Le but, comme l'explique le Dr. Véronique Lejeune-Saada, responsable du pôle mère-enfant au CH : « permettre à toutes les femmes d'avoir rapidement accès à un professionnel de santé qui saura les guider et les orienter ». « Soit leur professionnel habituel de proximité, médecin traitant ou sage-femme, soit, si elles n'en ont pas, les centres de planification ». Dans ces cas de figure, après consultation d'information et recueil du consentement de l'intéressée, les femmes souhaitant recourir à l'IVG ont jusqu'à la 9ème semaine d'aménorrhée (7ème semaine de grossesse) pour procéder, via intervention médicamenteuse (deux médicaments à 24 et 48 heures d'intervalle) à domicile ou en présence du professionnel de santé.
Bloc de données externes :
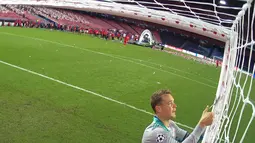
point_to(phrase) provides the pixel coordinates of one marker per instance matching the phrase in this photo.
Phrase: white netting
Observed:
(233, 106)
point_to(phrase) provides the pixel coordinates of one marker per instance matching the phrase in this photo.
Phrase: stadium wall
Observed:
(136, 12)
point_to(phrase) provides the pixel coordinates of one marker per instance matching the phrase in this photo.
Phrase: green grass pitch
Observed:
(37, 109)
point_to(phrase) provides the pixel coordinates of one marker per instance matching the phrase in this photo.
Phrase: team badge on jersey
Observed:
(160, 138)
Autre recours possible « 24h sur 24h », l'hôpital d'Auch, qui pratique aussi les IVG chirurgicales, possibles jusqu'à la 14ème semaine de grossesse.

« Le meilleur soin reste la prévention » rappelle Véronique Lejeune-Saada, alors que la fréquence des IVG reste relativement stable dans le département. Elle était de 13,4 pour 1000 femmes en 2022, soit 442 (78% sont médicamenteuses), en-dessous de la moyenne nationale située à 16,2.

Diminuer l'usage des antiobiotiques avec l'équipe multidisciplinaire en antibiothérapie.

Autre domaine dans lequel le Gers peut se targuer de faire figure de bon élève : le recours aux antibiotiques et la resistance bactérienne induite par la surutilisation de ces médicaments. Lancée l'an passé, l'équipe multidisciplinaire en antibiothérapie (EMA) du Gers est la garante de la bonne conduite des professionnels dans le domaine, alors que l'on considère aujourd'hui que près de la moitié des ordonnances d'antibiotiques sont inutiles ou innapropriées et pourraient faire des bactéries antiobiorésistantes une des principales causes de mortalité à l'horizon 2050. Dotée de deux infectiologues et d'un médecin généraliste, l'EMA a mis en place des référentiels de diagnostic, distribués auprès des professionnels libéraux ou au sein des Ehpad, particulièrement touchés par la surutilisation des antiobiotiques.

Selon le Dr. Sophie Arista, infectiologue coordinatrice de l'équipe, le rôle de l'EMA est de « prêcher la bonne parole » et les bons réflexes, comme le recours au test Trod qui permet de déterminer si une angine est virale – et donc non-traitable par antiobiotique – ou bactérienne. « Pour l'instant on n'a pas encore de recul pour savoir si nos actions aboutissent à une diminution de la prescription des antibiotiques. Ce qu'on voit par contre c'est qu'il y a de plus en plus de médecins de ville qui appellent sur notre ligne dédiée pour nous demander des avis. On est de plus en plus sollicités par les Ehpad privés avec lesquels on fait des conventions pour venir sur site et discuter avec eux de leurs problématiques. Je pense que petit à petit les choses sont en train de se mettre en place » conclut le Dr. Arista.